The reason why Haig did not sue Dean was because the President's former counsel knew better than anyone else what he was claiming - what he had gone ultimately to the greatest lengths to cover up for Haig's benefit in the end. It was Dean who got Fred Fielding, another candidate for 'Deep Throat, to make sure that Kathleen Chenow, the Plumbers' secretary, did not tell the Bureau and Watergate prosecutors anything revealing about their operations (Woodward and Bernstein, pp. 216-7) - testimony which ultimately would have led to Haig's exposure and destruction.
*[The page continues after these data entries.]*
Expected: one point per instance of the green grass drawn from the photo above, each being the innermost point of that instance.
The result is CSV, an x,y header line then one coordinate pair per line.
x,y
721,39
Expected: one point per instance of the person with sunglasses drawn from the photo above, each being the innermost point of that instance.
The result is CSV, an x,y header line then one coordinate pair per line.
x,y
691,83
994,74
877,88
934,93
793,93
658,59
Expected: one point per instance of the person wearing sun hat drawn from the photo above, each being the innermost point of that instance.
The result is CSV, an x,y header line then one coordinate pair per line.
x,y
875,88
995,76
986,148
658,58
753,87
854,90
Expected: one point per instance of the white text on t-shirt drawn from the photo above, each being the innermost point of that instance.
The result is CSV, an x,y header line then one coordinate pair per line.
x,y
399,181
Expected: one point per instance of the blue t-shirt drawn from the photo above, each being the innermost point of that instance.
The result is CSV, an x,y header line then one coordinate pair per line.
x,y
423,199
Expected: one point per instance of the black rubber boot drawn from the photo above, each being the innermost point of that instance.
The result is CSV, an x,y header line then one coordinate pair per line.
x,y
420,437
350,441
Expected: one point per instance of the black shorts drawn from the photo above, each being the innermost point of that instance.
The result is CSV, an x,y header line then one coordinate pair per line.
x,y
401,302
Instead, Haig changed Woodward's description of 'Deep Throat' into one more fitting for Felt - ..."tall, gaunt, careless in his appearance, with a tough beard that he sometimes does not shave....He thinks, talks, and acts like a lawyer. He is an expert handler of the press and a superb spotter of journalist talent...His speech is guarded, though fluent and eloquent." (p. 324) Woodward never spoke of 'Deep Throat' being tall and gaunt, his behavior was never lawyer-like, and his speech was much like Haig's.
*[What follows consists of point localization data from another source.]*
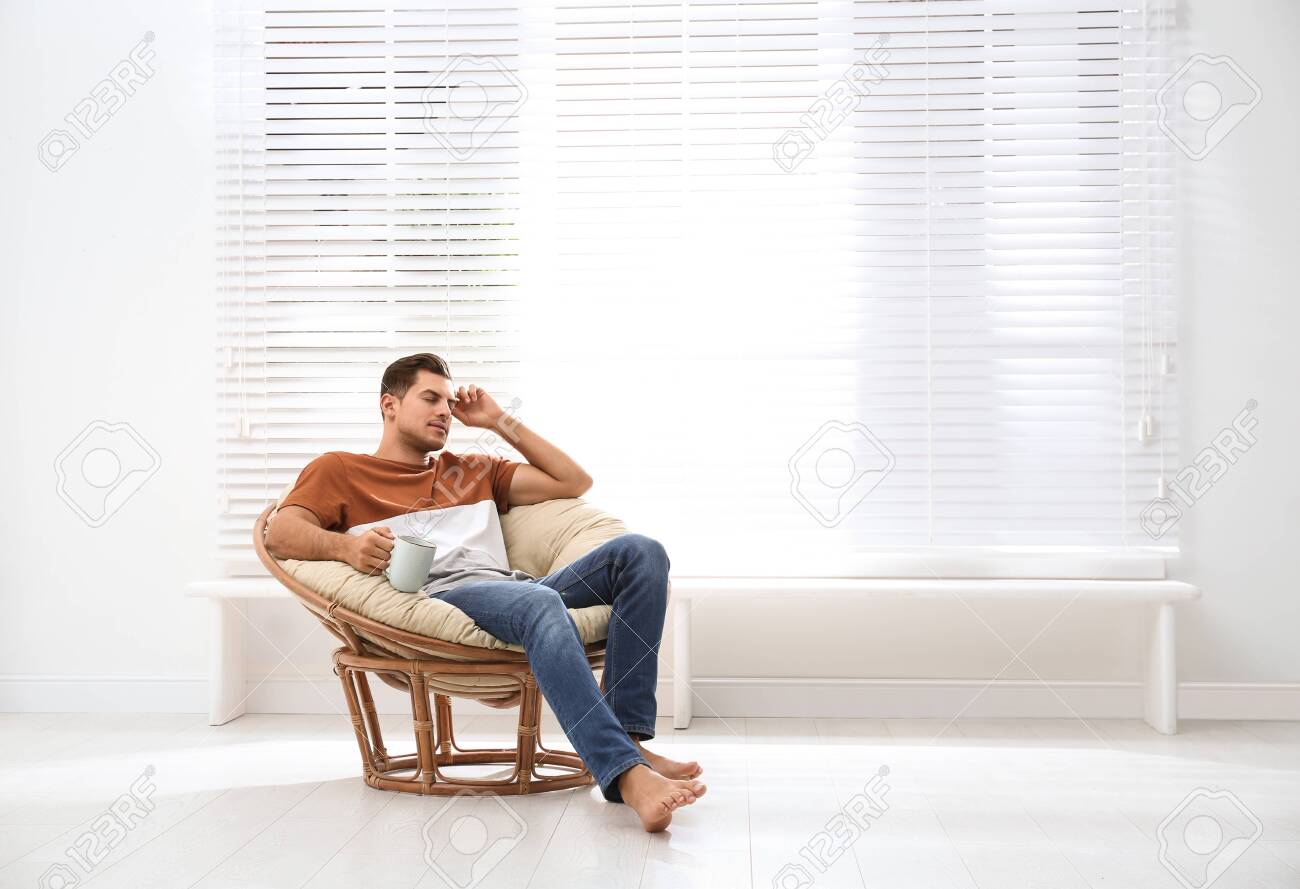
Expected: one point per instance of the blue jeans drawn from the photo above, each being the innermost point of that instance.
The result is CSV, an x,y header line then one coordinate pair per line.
x,y
629,573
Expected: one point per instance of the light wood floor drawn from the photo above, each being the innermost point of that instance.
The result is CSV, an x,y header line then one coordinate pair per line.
x,y
276,801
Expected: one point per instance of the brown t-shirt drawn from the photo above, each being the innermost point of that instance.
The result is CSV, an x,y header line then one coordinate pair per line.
x,y
453,501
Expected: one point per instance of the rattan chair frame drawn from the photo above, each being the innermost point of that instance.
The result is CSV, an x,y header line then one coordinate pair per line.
x,y
408,669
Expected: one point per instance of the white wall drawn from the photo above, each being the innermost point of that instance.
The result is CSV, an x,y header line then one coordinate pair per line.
x,y
108,300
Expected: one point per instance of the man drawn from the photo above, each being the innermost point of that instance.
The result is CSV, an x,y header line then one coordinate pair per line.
x,y
349,507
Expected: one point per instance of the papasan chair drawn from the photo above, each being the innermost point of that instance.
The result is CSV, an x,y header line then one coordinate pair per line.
x,y
433,651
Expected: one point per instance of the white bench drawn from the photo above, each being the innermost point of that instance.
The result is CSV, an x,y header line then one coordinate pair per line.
x,y
1156,597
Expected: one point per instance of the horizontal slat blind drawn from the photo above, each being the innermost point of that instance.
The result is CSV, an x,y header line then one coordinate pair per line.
x,y
351,234
962,286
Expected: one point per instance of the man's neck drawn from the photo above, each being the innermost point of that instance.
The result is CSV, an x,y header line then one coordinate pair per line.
x,y
394,450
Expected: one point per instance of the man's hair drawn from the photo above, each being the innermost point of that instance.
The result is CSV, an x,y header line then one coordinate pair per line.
x,y
402,373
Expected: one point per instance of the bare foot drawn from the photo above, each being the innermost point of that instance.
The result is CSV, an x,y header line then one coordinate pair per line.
x,y
670,767
655,797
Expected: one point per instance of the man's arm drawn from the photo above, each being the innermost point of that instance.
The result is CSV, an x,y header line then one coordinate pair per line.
x,y
297,533
549,473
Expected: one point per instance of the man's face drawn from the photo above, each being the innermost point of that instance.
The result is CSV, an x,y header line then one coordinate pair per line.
x,y
424,413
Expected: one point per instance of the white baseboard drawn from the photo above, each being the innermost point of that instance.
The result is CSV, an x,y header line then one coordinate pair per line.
x,y
720,697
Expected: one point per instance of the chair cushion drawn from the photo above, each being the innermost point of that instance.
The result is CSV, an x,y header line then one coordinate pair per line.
x,y
540,538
Once Haig's false claims received considerable support, he expanded upon them for the Strobers while they were preparing Nixon: An Oral History of His Presidency:

"What a lot of people don't know about Watergate is that the FBI knew more about the subject than anybody, and was feeding the press; that was Woodward and Bernstein's 'Deep Throat'. I only realized this when I was researching my own book. I always thought that 'Deep Throat was someone around the White House - Len Garment or Dave Gergen. It had to be somebody who was very coherent and also had a collective picture, and only the FBI had that, because they were working intensely on it." (p. 498)

This has to be the falsest statement ever muttered by man. The Bureau, thanks to Felt, was anything but intensely involved - avoiding the Agency like the plague in its inquiries - though Dean and the President were clamoring for it to become so, and Nixon had placed his own yes-man, L. Patrick Gray, as its acting Director to speed up its involvement in the attempted cover up. Haig's alleged lack of knowledge about White House affairs is totally laughable and unbelieveable. And while pointing in Felt's direction, he still implicates others as possible candidates in place of himself.

Now, Felt has finally emerged from the woodwork to admit that he is 'Deep Throat', though Woodward, Bernstein, and their former editor Ben Bradlee refused at first to confirm his claim, explaining that they would only do so after he dies. Of course, this meant we would have to wait a bit longer until Felt does, but thanks to public pressure by people like former Senator Mike Garvel -my old housemate from CIC back in Paris, and leaker of The Pentagon Papers to try to stem Haig's paranoia about them - who thinks Felt should get a medal for something he never did, the Post people have caved in with their false acknowledgement.

Watergate was too terrible for continued confusion about it causes and resolution. And they will certainly do nothing to change the picture when 'Deep Throat' himself actually dies.